Another important environment-focused initiative currently undertaken by Nestlé Malaysia is the provision of paper straws for its entire ultra-high temperature (UHT) product range by year-end. This move will eliminate the production of more than 200 million plastic straws each year, another breakthrough in the company’s war on plastic waste. This initiative makes Nestlé Malaysia the first large-scale food and beverage company in Asean to utilise paper straws across its entire UHT range.

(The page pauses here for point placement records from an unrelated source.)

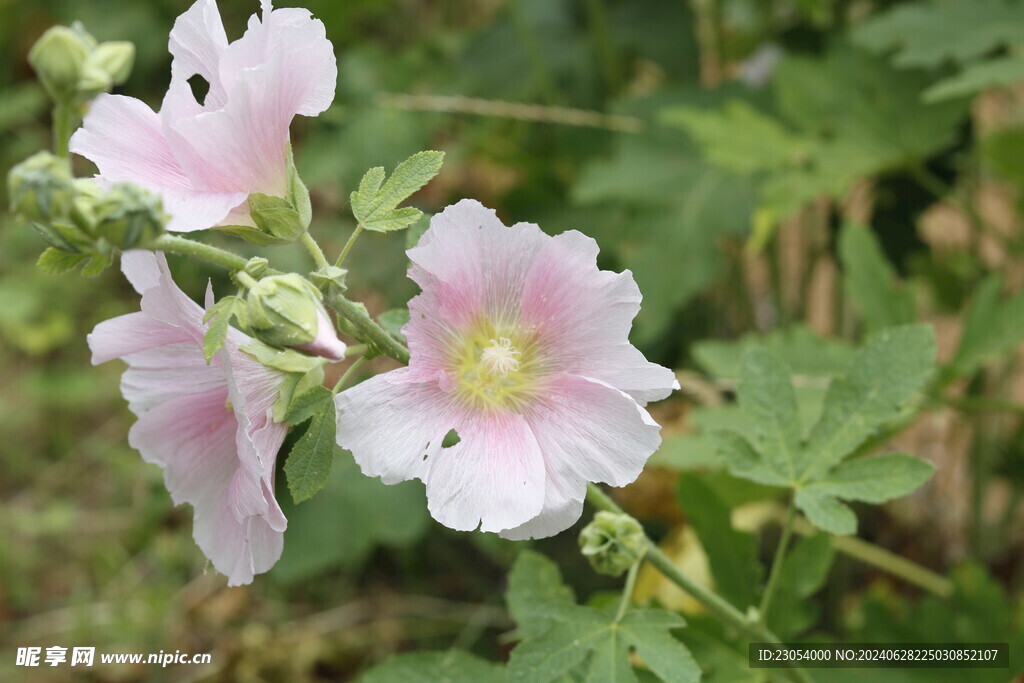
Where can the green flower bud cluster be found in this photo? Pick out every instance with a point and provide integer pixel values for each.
(76, 216)
(285, 310)
(72, 66)
(612, 543)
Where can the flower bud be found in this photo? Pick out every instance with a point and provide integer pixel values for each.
(105, 67)
(41, 187)
(612, 543)
(115, 58)
(286, 310)
(128, 216)
(58, 57)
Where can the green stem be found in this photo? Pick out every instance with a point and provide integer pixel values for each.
(313, 249)
(984, 404)
(942, 190)
(244, 279)
(348, 246)
(348, 373)
(62, 115)
(355, 349)
(631, 582)
(776, 565)
(367, 330)
(884, 559)
(721, 608)
(185, 247)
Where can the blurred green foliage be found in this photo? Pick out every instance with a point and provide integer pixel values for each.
(773, 172)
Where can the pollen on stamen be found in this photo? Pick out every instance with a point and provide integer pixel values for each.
(500, 358)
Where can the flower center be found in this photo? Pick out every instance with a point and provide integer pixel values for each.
(495, 370)
(500, 358)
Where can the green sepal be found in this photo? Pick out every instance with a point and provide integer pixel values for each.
(275, 216)
(62, 236)
(393, 321)
(375, 207)
(292, 395)
(220, 314)
(55, 261)
(96, 263)
(253, 235)
(309, 461)
(284, 359)
(298, 194)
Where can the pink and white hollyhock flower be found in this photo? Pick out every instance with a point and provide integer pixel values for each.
(520, 344)
(208, 426)
(205, 159)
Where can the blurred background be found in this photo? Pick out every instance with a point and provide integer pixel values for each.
(792, 172)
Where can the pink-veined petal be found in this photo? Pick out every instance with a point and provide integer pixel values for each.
(562, 508)
(129, 334)
(123, 137)
(393, 423)
(309, 69)
(590, 431)
(193, 438)
(485, 274)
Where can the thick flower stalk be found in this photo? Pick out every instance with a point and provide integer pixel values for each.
(519, 343)
(205, 158)
(210, 427)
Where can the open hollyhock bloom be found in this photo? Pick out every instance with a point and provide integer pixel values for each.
(205, 158)
(210, 427)
(519, 343)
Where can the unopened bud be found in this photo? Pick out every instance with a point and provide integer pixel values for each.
(286, 310)
(41, 187)
(612, 543)
(58, 57)
(128, 216)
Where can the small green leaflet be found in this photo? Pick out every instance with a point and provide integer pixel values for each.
(928, 34)
(451, 667)
(55, 261)
(308, 464)
(870, 281)
(560, 636)
(276, 217)
(883, 379)
(375, 207)
(219, 316)
(804, 572)
(393, 321)
(992, 326)
(799, 346)
(305, 404)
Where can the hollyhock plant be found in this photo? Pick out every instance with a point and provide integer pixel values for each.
(205, 158)
(519, 343)
(208, 426)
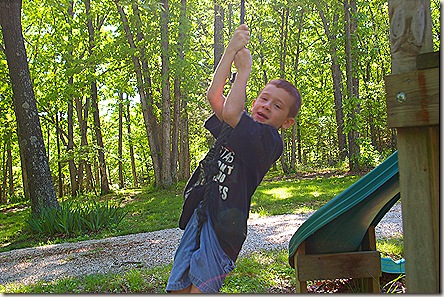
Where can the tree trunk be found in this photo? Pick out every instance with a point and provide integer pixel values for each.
(59, 163)
(184, 150)
(295, 141)
(352, 84)
(282, 64)
(166, 97)
(337, 82)
(144, 88)
(131, 146)
(120, 142)
(39, 182)
(84, 165)
(70, 145)
(4, 175)
(104, 184)
(218, 33)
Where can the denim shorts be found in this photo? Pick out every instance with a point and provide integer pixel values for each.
(206, 266)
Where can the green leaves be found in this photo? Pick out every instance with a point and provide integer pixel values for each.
(75, 218)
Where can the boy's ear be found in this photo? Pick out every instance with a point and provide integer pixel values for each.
(288, 123)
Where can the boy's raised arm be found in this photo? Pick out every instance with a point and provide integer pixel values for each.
(215, 94)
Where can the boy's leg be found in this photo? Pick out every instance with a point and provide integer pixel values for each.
(209, 265)
(179, 279)
(199, 269)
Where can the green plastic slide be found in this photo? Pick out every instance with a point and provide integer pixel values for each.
(340, 225)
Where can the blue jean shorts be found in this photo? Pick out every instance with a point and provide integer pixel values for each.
(206, 266)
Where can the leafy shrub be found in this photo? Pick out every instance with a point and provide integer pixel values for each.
(76, 218)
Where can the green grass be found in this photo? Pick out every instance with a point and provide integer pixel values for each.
(155, 209)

Much like its parent company, Nestlé Malaysia is also committed to fostering responsible practices in its supply chain. This extends to important and urgent sustainability practices as well as non-negotiable standards that suppliers, agents and subcontractors are asked to adhere to and respect at all times. Aranols emphasized that the company is serious on its commitment towards responsible sourcing and will not tolerate raw material suppliers that do not meet or improve its sustainability and environmental requirements to tackle deforestation and unfair labour practices. A satellite monitoring system, known as Starling, is used to obtain imagery and data analytics across its entire palm oil supply chain. The information provided by Starling enables the Nestlé group globally to move quickly to address possible non-compliance when necessary.